Alibaba’s third fiscal quarter earnings exceeded everyone’s expectations, pushing the company’s shares up 4%.
In comparison to Refinitiv consensus estimates, here is how Alibaba performed in its third fiscal quarter, which spanned from October to December 2022: Alibaba’s third fiscal quarter earnings exceeded everyone’s expectations, pushing the company’s shares up 4%.
In comparison to Refinitiv consensus estimates, here is how Alibaba performed in its third fiscal quarter, which spanned from October to December 2022:
Sales increased by 2% year over year to 247.76 billion Chinese yuan from the anticipated 245.18 billion Chinese yuan.
Profits per American depositary share (ADS) increased 14% year over year to 19.26 yuan from the anticipated 16.26 yuan.
Net income increased 69% year over year to 46.82 billion yuan from 34.02 billion yuan.
From its peak in October 2020, Alibaba’s worth has lost around $600 billion as a result of China’s strong Covid-19 control regulations, China’s tightening regulatory environment for tech companies, and the ensuing economic slowdown.

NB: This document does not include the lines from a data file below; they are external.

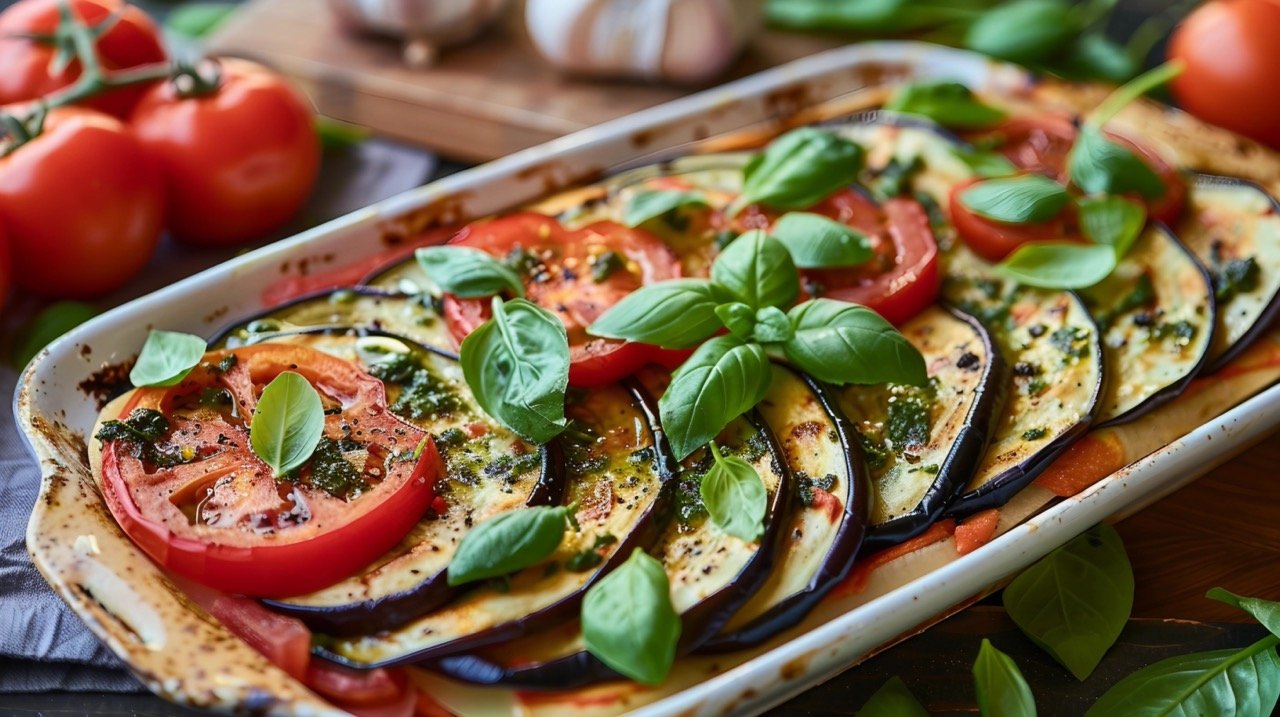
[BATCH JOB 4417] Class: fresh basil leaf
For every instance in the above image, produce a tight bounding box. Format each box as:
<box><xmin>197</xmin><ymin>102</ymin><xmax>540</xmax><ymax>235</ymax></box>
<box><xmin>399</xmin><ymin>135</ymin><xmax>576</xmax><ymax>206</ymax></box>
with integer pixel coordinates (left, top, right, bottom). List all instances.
<box><xmin>964</xmin><ymin>0</ymin><xmax>1080</xmax><ymax>64</ymax></box>
<box><xmin>248</xmin><ymin>371</ymin><xmax>324</xmax><ymax>479</ymax></box>
<box><xmin>1085</xmin><ymin>635</ymin><xmax>1280</xmax><ymax>717</ymax></box>
<box><xmin>622</xmin><ymin>189</ymin><xmax>709</xmax><ymax>227</ymax></box>
<box><xmin>712</xmin><ymin>230</ymin><xmax>800</xmax><ymax>309</ymax></box>
<box><xmin>996</xmin><ymin>242</ymin><xmax>1116</xmax><ymax>289</ymax></box>
<box><xmin>413</xmin><ymin>246</ymin><xmax>525</xmax><ymax>298</ymax></box>
<box><xmin>658</xmin><ymin>335</ymin><xmax>773</xmax><ymax>460</ymax></box>
<box><xmin>771</xmin><ymin>211</ymin><xmax>876</xmax><ymax>269</ymax></box>
<box><xmin>858</xmin><ymin>677</ymin><xmax>929</xmax><ymax>717</ymax></box>
<box><xmin>1004</xmin><ymin>525</ymin><xmax>1133</xmax><ymax>681</ymax></box>
<box><xmin>973</xmin><ymin>639</ymin><xmax>1036</xmax><ymax>717</ymax></box>
<box><xmin>582</xmin><ymin>548</ymin><xmax>681</xmax><ymax>685</ymax></box>
<box><xmin>588</xmin><ymin>279</ymin><xmax>732</xmax><ymax>348</ymax></box>
<box><xmin>129</xmin><ymin>330</ymin><xmax>209</xmax><ymax>388</ymax></box>
<box><xmin>782</xmin><ymin>298</ymin><xmax>928</xmax><ymax>385</ymax></box>
<box><xmin>461</xmin><ymin>297</ymin><xmax>568</xmax><ymax>443</ymax></box>
<box><xmin>960</xmin><ymin>174</ymin><xmax>1071</xmax><ymax>224</ymax></box>
<box><xmin>730</xmin><ymin>127</ymin><xmax>864</xmax><ymax>213</ymax></box>
<box><xmin>1075</xmin><ymin>197</ymin><xmax>1147</xmax><ymax>259</ymax></box>
<box><xmin>448</xmin><ymin>506</ymin><xmax>570</xmax><ymax>585</ymax></box>
<box><xmin>699</xmin><ymin>440</ymin><xmax>768</xmax><ymax>543</ymax></box>
<box><xmin>884</xmin><ymin>81</ymin><xmax>1005</xmax><ymax>129</ymax></box>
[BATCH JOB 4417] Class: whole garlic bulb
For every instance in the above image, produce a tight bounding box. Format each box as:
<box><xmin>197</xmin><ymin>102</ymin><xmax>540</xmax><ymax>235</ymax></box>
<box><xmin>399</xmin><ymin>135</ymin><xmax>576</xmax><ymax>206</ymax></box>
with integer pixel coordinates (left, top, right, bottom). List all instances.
<box><xmin>525</xmin><ymin>0</ymin><xmax>764</xmax><ymax>83</ymax></box>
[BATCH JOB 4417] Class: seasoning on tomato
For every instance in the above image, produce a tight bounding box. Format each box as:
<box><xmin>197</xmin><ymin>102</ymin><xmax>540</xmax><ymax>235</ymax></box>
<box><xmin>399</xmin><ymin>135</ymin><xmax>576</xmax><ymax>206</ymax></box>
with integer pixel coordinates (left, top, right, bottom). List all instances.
<box><xmin>97</xmin><ymin>343</ymin><xmax>440</xmax><ymax>597</ymax></box>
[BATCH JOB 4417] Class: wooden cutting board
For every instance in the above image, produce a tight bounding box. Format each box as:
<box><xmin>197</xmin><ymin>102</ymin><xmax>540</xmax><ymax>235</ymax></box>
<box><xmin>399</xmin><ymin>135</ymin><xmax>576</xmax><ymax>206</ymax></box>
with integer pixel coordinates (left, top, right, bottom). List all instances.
<box><xmin>207</xmin><ymin>0</ymin><xmax>842</xmax><ymax>161</ymax></box>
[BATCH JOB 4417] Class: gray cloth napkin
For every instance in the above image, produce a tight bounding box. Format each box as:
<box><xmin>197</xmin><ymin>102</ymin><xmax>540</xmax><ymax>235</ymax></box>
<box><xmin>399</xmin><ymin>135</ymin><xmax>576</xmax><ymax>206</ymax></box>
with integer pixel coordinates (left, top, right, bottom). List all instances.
<box><xmin>0</xmin><ymin>141</ymin><xmax>438</xmax><ymax>694</ymax></box>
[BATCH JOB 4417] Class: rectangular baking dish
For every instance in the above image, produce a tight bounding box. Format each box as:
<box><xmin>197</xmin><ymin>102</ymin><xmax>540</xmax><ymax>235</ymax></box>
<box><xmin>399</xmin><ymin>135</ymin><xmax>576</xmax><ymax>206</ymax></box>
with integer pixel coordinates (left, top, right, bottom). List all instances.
<box><xmin>15</xmin><ymin>42</ymin><xmax>1280</xmax><ymax>714</ymax></box>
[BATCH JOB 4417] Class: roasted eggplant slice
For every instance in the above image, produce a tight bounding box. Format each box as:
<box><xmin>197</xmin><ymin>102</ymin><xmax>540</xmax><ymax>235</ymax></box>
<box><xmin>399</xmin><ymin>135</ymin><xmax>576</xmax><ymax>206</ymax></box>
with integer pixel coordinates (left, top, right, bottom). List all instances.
<box><xmin>836</xmin><ymin>306</ymin><xmax>1006</xmax><ymax>551</ymax></box>
<box><xmin>942</xmin><ymin>245</ymin><xmax>1105</xmax><ymax>516</ymax></box>
<box><xmin>1080</xmin><ymin>224</ymin><xmax>1217</xmax><ymax>425</ymax></box>
<box><xmin>1178</xmin><ymin>174</ymin><xmax>1280</xmax><ymax>373</ymax></box>
<box><xmin>699</xmin><ymin>365</ymin><xmax>870</xmax><ymax>652</ymax></box>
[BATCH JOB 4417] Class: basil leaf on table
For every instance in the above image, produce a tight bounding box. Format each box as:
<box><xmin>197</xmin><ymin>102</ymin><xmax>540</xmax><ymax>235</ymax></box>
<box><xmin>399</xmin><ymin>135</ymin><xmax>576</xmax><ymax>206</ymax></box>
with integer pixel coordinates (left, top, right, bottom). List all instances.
<box><xmin>588</xmin><ymin>279</ymin><xmax>732</xmax><ymax>348</ymax></box>
<box><xmin>248</xmin><ymin>371</ymin><xmax>324</xmax><ymax>479</ymax></box>
<box><xmin>960</xmin><ymin>174</ymin><xmax>1071</xmax><ymax>224</ymax></box>
<box><xmin>712</xmin><ymin>230</ymin><xmax>800</xmax><ymax>309</ymax></box>
<box><xmin>622</xmin><ymin>189</ymin><xmax>709</xmax><ymax>227</ymax></box>
<box><xmin>1085</xmin><ymin>635</ymin><xmax>1280</xmax><ymax>717</ymax></box>
<box><xmin>582</xmin><ymin>548</ymin><xmax>681</xmax><ymax>685</ymax></box>
<box><xmin>699</xmin><ymin>440</ymin><xmax>768</xmax><ymax>543</ymax></box>
<box><xmin>448</xmin><ymin>506</ymin><xmax>571</xmax><ymax>585</ymax></box>
<box><xmin>782</xmin><ymin>298</ymin><xmax>928</xmax><ymax>385</ymax></box>
<box><xmin>413</xmin><ymin>246</ymin><xmax>525</xmax><ymax>298</ymax></box>
<box><xmin>1004</xmin><ymin>525</ymin><xmax>1133</xmax><ymax>681</ymax></box>
<box><xmin>973</xmin><ymin>639</ymin><xmax>1036</xmax><ymax>717</ymax></box>
<box><xmin>771</xmin><ymin>211</ymin><xmax>876</xmax><ymax>269</ymax></box>
<box><xmin>884</xmin><ymin>81</ymin><xmax>1005</xmax><ymax>129</ymax></box>
<box><xmin>658</xmin><ymin>335</ymin><xmax>773</xmax><ymax>460</ymax></box>
<box><xmin>730</xmin><ymin>127</ymin><xmax>864</xmax><ymax>215</ymax></box>
<box><xmin>996</xmin><ymin>242</ymin><xmax>1116</xmax><ymax>289</ymax></box>
<box><xmin>129</xmin><ymin>330</ymin><xmax>209</xmax><ymax>388</ymax></box>
<box><xmin>460</xmin><ymin>297</ymin><xmax>568</xmax><ymax>443</ymax></box>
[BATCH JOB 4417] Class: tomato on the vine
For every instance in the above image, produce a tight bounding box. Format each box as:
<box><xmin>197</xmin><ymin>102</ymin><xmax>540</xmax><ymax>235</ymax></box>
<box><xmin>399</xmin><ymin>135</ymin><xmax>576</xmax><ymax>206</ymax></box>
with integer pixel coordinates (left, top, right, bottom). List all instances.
<box><xmin>131</xmin><ymin>59</ymin><xmax>320</xmax><ymax>245</ymax></box>
<box><xmin>0</xmin><ymin>0</ymin><xmax>168</xmax><ymax>119</ymax></box>
<box><xmin>0</xmin><ymin>108</ymin><xmax>164</xmax><ymax>298</ymax></box>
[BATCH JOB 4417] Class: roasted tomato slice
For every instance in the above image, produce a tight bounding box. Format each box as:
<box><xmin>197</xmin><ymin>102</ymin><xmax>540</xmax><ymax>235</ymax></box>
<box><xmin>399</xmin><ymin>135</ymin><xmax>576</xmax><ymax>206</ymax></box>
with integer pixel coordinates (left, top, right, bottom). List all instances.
<box><xmin>102</xmin><ymin>343</ymin><xmax>440</xmax><ymax>598</ymax></box>
<box><xmin>444</xmin><ymin>213</ymin><xmax>680</xmax><ymax>387</ymax></box>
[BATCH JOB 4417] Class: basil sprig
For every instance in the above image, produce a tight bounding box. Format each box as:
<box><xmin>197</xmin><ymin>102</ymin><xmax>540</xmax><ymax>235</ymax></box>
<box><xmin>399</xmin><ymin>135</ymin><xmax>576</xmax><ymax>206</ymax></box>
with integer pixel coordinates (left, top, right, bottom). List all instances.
<box><xmin>461</xmin><ymin>297</ymin><xmax>570</xmax><ymax>443</ymax></box>
<box><xmin>129</xmin><ymin>330</ymin><xmax>209</xmax><ymax>388</ymax></box>
<box><xmin>582</xmin><ymin>549</ymin><xmax>681</xmax><ymax>685</ymax></box>
<box><xmin>248</xmin><ymin>371</ymin><xmax>324</xmax><ymax>479</ymax></box>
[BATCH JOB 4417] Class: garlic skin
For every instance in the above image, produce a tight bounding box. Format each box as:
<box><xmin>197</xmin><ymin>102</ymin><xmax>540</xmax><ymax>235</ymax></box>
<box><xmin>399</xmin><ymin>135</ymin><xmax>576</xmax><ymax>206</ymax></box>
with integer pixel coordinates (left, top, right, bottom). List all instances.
<box><xmin>525</xmin><ymin>0</ymin><xmax>764</xmax><ymax>85</ymax></box>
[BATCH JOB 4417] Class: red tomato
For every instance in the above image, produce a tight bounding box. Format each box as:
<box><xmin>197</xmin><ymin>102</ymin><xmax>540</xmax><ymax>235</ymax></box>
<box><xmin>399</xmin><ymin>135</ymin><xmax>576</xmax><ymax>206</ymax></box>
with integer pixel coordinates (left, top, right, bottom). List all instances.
<box><xmin>444</xmin><ymin>213</ymin><xmax>680</xmax><ymax>387</ymax></box>
<box><xmin>131</xmin><ymin>59</ymin><xmax>320</xmax><ymax>245</ymax></box>
<box><xmin>1169</xmin><ymin>0</ymin><xmax>1280</xmax><ymax>149</ymax></box>
<box><xmin>102</xmin><ymin>344</ymin><xmax>440</xmax><ymax>598</ymax></box>
<box><xmin>0</xmin><ymin>106</ymin><xmax>164</xmax><ymax>298</ymax></box>
<box><xmin>0</xmin><ymin>0</ymin><xmax>166</xmax><ymax>119</ymax></box>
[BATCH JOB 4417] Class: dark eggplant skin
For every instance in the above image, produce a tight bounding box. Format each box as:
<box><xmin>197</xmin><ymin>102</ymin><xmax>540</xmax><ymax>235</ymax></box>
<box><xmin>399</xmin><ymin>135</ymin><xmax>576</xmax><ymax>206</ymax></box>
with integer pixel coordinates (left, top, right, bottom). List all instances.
<box><xmin>698</xmin><ymin>371</ymin><xmax>872</xmax><ymax>653</ymax></box>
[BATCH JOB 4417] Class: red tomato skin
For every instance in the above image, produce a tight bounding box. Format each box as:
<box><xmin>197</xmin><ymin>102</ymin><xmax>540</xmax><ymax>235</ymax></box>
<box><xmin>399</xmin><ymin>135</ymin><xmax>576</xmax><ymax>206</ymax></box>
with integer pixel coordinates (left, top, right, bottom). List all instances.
<box><xmin>131</xmin><ymin>59</ymin><xmax>320</xmax><ymax>246</ymax></box>
<box><xmin>0</xmin><ymin>0</ymin><xmax>168</xmax><ymax>119</ymax></box>
<box><xmin>0</xmin><ymin>108</ymin><xmax>164</xmax><ymax>298</ymax></box>
<box><xmin>1169</xmin><ymin>0</ymin><xmax>1280</xmax><ymax>149</ymax></box>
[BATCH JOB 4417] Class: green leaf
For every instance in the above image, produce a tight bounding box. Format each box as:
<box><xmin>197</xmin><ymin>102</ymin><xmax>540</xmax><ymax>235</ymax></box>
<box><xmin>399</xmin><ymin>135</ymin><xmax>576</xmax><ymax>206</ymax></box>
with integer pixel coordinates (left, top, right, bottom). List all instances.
<box><xmin>730</xmin><ymin>127</ymin><xmax>864</xmax><ymax>213</ymax></box>
<box><xmin>1085</xmin><ymin>635</ymin><xmax>1280</xmax><ymax>717</ymax></box>
<box><xmin>582</xmin><ymin>548</ymin><xmax>681</xmax><ymax>685</ymax></box>
<box><xmin>996</xmin><ymin>242</ymin><xmax>1116</xmax><ymax>289</ymax></box>
<box><xmin>699</xmin><ymin>440</ymin><xmax>768</xmax><ymax>543</ymax></box>
<box><xmin>858</xmin><ymin>677</ymin><xmax>929</xmax><ymax>717</ymax></box>
<box><xmin>960</xmin><ymin>174</ymin><xmax>1071</xmax><ymax>224</ymax></box>
<box><xmin>973</xmin><ymin>639</ymin><xmax>1036</xmax><ymax>717</ymax></box>
<box><xmin>712</xmin><ymin>230</ymin><xmax>800</xmax><ymax>309</ymax></box>
<box><xmin>658</xmin><ymin>335</ymin><xmax>773</xmax><ymax>460</ymax></box>
<box><xmin>884</xmin><ymin>81</ymin><xmax>1005</xmax><ymax>129</ymax></box>
<box><xmin>248</xmin><ymin>371</ymin><xmax>324</xmax><ymax>479</ymax></box>
<box><xmin>622</xmin><ymin>189</ymin><xmax>709</xmax><ymax>227</ymax></box>
<box><xmin>9</xmin><ymin>301</ymin><xmax>97</xmax><ymax>370</ymax></box>
<box><xmin>771</xmin><ymin>211</ymin><xmax>876</xmax><ymax>269</ymax></box>
<box><xmin>964</xmin><ymin>0</ymin><xmax>1080</xmax><ymax>64</ymax></box>
<box><xmin>129</xmin><ymin>330</ymin><xmax>209</xmax><ymax>388</ymax></box>
<box><xmin>448</xmin><ymin>506</ymin><xmax>570</xmax><ymax>585</ymax></box>
<box><xmin>1075</xmin><ymin>197</ymin><xmax>1147</xmax><ymax>259</ymax></box>
<box><xmin>782</xmin><ymin>298</ymin><xmax>928</xmax><ymax>385</ymax></box>
<box><xmin>588</xmin><ymin>279</ymin><xmax>732</xmax><ymax>348</ymax></box>
<box><xmin>461</xmin><ymin>297</ymin><xmax>568</xmax><ymax>443</ymax></box>
<box><xmin>413</xmin><ymin>246</ymin><xmax>525</xmax><ymax>298</ymax></box>
<box><xmin>1004</xmin><ymin>525</ymin><xmax>1133</xmax><ymax>681</ymax></box>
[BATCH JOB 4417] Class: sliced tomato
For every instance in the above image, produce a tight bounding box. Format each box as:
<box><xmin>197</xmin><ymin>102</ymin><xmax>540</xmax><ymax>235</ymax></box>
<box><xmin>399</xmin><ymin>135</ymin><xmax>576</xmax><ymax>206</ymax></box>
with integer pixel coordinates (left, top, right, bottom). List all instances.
<box><xmin>444</xmin><ymin>213</ymin><xmax>681</xmax><ymax>387</ymax></box>
<box><xmin>102</xmin><ymin>343</ymin><xmax>442</xmax><ymax>598</ymax></box>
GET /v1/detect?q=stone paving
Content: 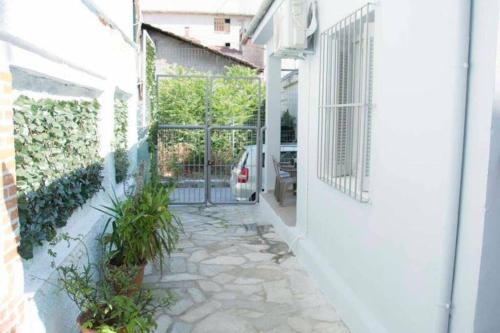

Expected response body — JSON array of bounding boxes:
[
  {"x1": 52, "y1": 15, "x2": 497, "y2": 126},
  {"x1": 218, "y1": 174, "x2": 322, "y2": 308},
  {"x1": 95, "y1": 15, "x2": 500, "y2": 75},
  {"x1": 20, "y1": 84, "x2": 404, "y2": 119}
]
[{"x1": 144, "y1": 206, "x2": 349, "y2": 333}]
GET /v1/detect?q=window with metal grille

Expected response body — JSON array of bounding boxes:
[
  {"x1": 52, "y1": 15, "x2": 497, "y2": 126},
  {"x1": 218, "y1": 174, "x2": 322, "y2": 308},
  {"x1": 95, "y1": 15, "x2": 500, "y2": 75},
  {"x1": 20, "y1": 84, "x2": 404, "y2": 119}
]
[
  {"x1": 214, "y1": 17, "x2": 231, "y2": 34},
  {"x1": 317, "y1": 4, "x2": 375, "y2": 202}
]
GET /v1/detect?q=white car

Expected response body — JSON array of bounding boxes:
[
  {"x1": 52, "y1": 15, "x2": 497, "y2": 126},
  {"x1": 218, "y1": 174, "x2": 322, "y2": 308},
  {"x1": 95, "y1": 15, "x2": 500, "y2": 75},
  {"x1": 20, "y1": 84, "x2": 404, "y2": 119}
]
[{"x1": 230, "y1": 144, "x2": 297, "y2": 201}]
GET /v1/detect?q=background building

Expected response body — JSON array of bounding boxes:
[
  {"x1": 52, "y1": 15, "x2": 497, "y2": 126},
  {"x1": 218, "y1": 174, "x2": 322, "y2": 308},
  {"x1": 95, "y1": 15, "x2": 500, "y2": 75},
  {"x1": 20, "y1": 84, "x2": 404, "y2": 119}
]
[{"x1": 141, "y1": 0, "x2": 263, "y2": 67}]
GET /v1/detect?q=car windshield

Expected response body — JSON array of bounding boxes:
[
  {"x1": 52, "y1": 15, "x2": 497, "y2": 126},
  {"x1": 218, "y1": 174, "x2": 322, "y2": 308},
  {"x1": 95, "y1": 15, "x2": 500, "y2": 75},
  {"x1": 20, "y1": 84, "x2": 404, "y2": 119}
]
[{"x1": 238, "y1": 151, "x2": 248, "y2": 168}]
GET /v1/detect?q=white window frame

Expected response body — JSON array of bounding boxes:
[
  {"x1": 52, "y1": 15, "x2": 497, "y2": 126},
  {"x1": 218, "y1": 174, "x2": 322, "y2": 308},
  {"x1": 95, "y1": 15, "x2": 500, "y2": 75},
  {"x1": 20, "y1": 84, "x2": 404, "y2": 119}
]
[
  {"x1": 214, "y1": 16, "x2": 231, "y2": 34},
  {"x1": 317, "y1": 4, "x2": 375, "y2": 202}
]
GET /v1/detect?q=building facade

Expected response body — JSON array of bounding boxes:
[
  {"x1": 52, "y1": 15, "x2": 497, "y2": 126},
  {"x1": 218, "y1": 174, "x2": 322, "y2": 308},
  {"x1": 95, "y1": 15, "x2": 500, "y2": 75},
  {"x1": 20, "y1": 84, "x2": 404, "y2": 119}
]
[
  {"x1": 249, "y1": 0, "x2": 500, "y2": 333},
  {"x1": 0, "y1": 0, "x2": 140, "y2": 333},
  {"x1": 142, "y1": 0, "x2": 263, "y2": 67},
  {"x1": 142, "y1": 24, "x2": 262, "y2": 75}
]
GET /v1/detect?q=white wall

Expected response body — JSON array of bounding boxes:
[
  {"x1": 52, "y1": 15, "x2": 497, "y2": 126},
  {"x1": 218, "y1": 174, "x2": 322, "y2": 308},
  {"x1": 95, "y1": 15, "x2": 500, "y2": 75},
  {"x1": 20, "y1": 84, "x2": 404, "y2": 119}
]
[
  {"x1": 143, "y1": 12, "x2": 251, "y2": 49},
  {"x1": 264, "y1": 0, "x2": 482, "y2": 333},
  {"x1": 452, "y1": 0, "x2": 500, "y2": 333},
  {"x1": 0, "y1": 0, "x2": 138, "y2": 333}
]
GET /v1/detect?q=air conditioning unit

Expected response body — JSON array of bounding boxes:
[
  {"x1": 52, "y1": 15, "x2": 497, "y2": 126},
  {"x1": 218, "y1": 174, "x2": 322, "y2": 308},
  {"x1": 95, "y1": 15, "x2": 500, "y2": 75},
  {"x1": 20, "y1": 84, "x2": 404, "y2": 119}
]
[{"x1": 273, "y1": 0, "x2": 318, "y2": 59}]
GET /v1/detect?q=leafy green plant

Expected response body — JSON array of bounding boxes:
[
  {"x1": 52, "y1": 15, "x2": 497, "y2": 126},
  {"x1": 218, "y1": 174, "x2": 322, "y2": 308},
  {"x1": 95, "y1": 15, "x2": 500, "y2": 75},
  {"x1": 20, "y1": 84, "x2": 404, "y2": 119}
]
[
  {"x1": 14, "y1": 96, "x2": 103, "y2": 259},
  {"x1": 100, "y1": 177, "x2": 182, "y2": 266},
  {"x1": 113, "y1": 98, "x2": 130, "y2": 183},
  {"x1": 53, "y1": 233, "x2": 175, "y2": 333}
]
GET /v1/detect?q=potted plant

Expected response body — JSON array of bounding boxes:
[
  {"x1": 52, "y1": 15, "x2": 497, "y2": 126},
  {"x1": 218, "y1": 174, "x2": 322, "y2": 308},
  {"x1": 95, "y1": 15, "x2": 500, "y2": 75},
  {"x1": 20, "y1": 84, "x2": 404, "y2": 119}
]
[
  {"x1": 99, "y1": 171, "x2": 182, "y2": 285},
  {"x1": 52, "y1": 236, "x2": 174, "y2": 333}
]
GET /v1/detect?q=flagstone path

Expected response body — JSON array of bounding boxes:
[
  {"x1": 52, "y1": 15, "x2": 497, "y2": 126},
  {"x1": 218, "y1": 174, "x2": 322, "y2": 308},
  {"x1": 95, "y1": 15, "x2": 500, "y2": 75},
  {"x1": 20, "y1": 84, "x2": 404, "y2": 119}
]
[{"x1": 144, "y1": 206, "x2": 349, "y2": 333}]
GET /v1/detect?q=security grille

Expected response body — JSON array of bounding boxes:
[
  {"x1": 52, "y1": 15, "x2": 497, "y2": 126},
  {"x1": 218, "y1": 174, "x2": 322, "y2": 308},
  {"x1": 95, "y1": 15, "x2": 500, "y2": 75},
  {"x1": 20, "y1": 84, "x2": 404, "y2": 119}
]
[
  {"x1": 155, "y1": 75, "x2": 262, "y2": 204},
  {"x1": 317, "y1": 4, "x2": 375, "y2": 202}
]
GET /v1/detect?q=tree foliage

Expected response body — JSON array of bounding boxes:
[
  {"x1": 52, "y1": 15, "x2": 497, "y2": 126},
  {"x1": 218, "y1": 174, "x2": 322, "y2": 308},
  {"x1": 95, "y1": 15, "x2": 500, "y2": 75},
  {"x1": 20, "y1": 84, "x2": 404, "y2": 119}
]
[{"x1": 157, "y1": 66, "x2": 261, "y2": 170}]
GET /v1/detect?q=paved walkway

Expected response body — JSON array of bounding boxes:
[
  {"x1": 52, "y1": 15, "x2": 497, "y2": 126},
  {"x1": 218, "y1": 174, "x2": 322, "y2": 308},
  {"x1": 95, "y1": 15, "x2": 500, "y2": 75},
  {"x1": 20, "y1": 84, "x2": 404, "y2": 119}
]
[{"x1": 144, "y1": 206, "x2": 349, "y2": 333}]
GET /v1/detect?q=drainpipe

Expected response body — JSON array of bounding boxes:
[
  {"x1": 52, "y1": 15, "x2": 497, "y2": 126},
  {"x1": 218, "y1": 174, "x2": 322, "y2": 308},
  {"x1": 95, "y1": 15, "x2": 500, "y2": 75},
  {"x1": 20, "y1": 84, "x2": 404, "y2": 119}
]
[{"x1": 442, "y1": 0, "x2": 474, "y2": 333}]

Investors hope that China’s economic re-opening will help raise consumer morale and spending, which will ultimately aid the e-commerce giant. As a result, Alibaba shares in Hong Kong finished higher on Thursday ahead of earnings. China abruptly removed its rigorous Covid regulations, including lockdowns, during the December quarter. Due to the fact that it occurred in December, this is unlikely to be completely reflected in the quarter.
The China commerce section of Alibaba, which includes its well-known marketplace Taobao, brought in a total of 169.99 billion yuan in revenue, a 1% year-over-year decline. The decrease was caused by a 9% decrease in customer management revenue, which Alibaba collected from the sale of services like marketing to retailers on its Taobao and Tmall e-commerce platforms.
The number of transactions made on Alibaba’s online shopping platforms, or the gross merchandise volume, “declined mid-single-digit year-over-year, mainly due to soft consumption demand and ongoing competition as well as a surge in COVID-19 cases in China that resulted in supply chain and logistics disruptions in December,” according to Alibaba.
The China commerce section of Alibaba, which includes its well-known marketplace Taobao, brought in a total of 169.99 billion yuan in revenue, a 1% year-over-year decline.
The decrease was caused by a 9% decrease in customer management revenue, which Alibaba collected from the sale of services like marketing to retailers on its Taobao and Tmall e-commerce platforms.
The number of transactions made on Alibaba’s online shopping platforms, or the gross merchandise volume, “declined mid-single-digit year-over-year, mainly due to soft consumption demand and ongoing competition as well as a surge in COVID-19 cases in China that resulted in supply chain and logistics disruptions in December,” according to Alibaba, via a press release, it was said.
Alibaba has pursued expansion in international markets through its South East Asia company Lazada and through global e-commerce platform AliExpress while its business in China has slowed. Revenue from international trade increased by 18% on a yearly basis to 19.47 billion Chinese yuan.
As regulation enforcement becomes more predictable, the regulatory tightening that occurred over the previous two years is beginning to loosen.
When the full impact of the Chinese economic reopening is realized, analysts anticipate that Alibaba will experience stronger revenue growth during the ensuing quarters. For the first time in three years, Morgan Stanley just declared Alibaba its “top pick” in the Chinese tech industry.
Alibaba started taking cost-cutting initiatives last year in an effort to increase profitability. While continuing to make significant investments for long-term growth, Alibaba is attempting to strike a balance between costs.
In the midst of its stock decline, the corporation is simultaneously attempting to increase shareholder confidence. As part of its ongoing $25 billion share repurchase program, which will be extended through the end of its fiscal year in December, Alibaba’s board approved an extra $15 billion in November.
fiscal year 2025. When the full impact of the Chinese economic reopening is realized, analysts anticipate that Alibaba will experience stronger revenue growth during the ensuing quarters. For the first time in three years, Morgan Stanley just declared Alibaba its “top pick” in the Chinese tech industry.
Alibaba started taking cost-cutting initiatives last year in an effort to increase profitability. While continuing to make significant investments for long-term growth, Alibaba is attempting to strike a balance between costs.
In the midst of its stock decline, the corporation is simultaneously attempting to increase shareholder confidence. Alibaba announced in November that its board has approved an additional $15 billion for its current $25 billion share buyback program, which will be continued through the end of the year end of its fiscal year 2025.
Alibaba is also in the process of designating Hong Kong as its “primary” listing for its shares, opening up direct stock trading for investors in mainland China. The procedure, however, will not be finished in 2022 as originally anticipated, the business stated in November. Alibaba is also in the process of designating Hong Kong as its “primary” listing for its shares, opening up direct stock trading for investors in mainland China. The procedure, however, will not be finished in 2022 as originally anticipated, the business stated in November.